日系企業のアルムナイ活用事例③〜退職後も続く緩やかなつながりが、新たなキャリアとイノベーションを生む〜(日本航空株式会社)〜
多様な人財が活躍できる環境を整え、組織の成長を実現する取り組みに注力している日本航空株式会社(以下、JAL)。最近ではJALから退職し、現在は他のフィールドで活躍している人財を即戦力として迎える「キャリアリターン採用」を実施しています。異なる環境での経験を活かし、成長できる環境を整え、キャリアリターン採用で迎え入れた社員一人ひとりの人財が持つ力を最大限に引き出そうとしているのです。
今回は人事部 採用グループ岩根拓也様に、事業戦略としてアルムナイコミュニティをどのように活用しているかについてお聞きしました。
Qそもそもどのような経緯で、アルムナイコミュニティを立ち上げることになったのでしょうか?
岩根 拓也様(以下、岩根): JALでは2023年から退職者向けの施策をスタートさせています。この取り組みを通じて、退職者向けの定期的な情報発信を行い、JALが描く経営方針やビジョンについてお伝えできるコミュニティを作りたいと思っていました。
その背景には、JALが中期経営計画の人財戦略として掲げている「多様な人材が多様なフィールドで活躍できる環境を整え、エンゲージメント向上と価値創造を実現」することへの挑戦があります。多様な人財が活躍できるフィールドを目指すためには、採用する人財の多様化について考えていく必要があります。

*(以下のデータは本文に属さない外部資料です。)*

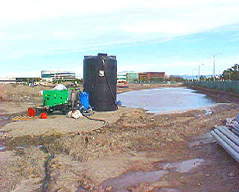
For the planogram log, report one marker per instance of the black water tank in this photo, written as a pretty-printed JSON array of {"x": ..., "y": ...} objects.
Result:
[{"x": 100, "y": 79}]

実際にそうした課題について採用チームの中で議論を重ね、多様な背景の人財をどのように集めるかについて意見を交わしました。その結果、過去のキャリアリターン採用の実績が配属現場社員から非常に好評だったことを踏まえ、アルムナイコミュニティを活用した「キャリアリターン採用」を導入してみることになりました。
Qアルムナイコミュニティを運営する上で、なぜ「YELLoop(エーループ)」を選んだのですか?
岩根: アルムナイコミュニティはほとんどゼロからの立ち上げだったため、より積極的にアプローチできる方法を考えて最終的に「YELLoop」を選びました。「YELLoop」はユーザーの情報が一元管理しやすく、SNS機能を活用したメッセージのやり取りもできるんです。JALからお伝えしたい情報を気軽に投稿できるので、非常に魅力的だと感じました。
コミュニティ運営自体がJALにとって初めての経験でしたし、ノウハウもないため最初は不安でした。しかし導入後に営業担当の方から「こういうコンテンツを掲載するのはいかがでしょう?」と具体的にアドバイスをいただき、大変助かっています。分析したデータを元に、コミュニティ内を活性化するための施策を一緒に考えてくれるので、ありがたいです。
Q「YELLoop」の導入目的について教えてください。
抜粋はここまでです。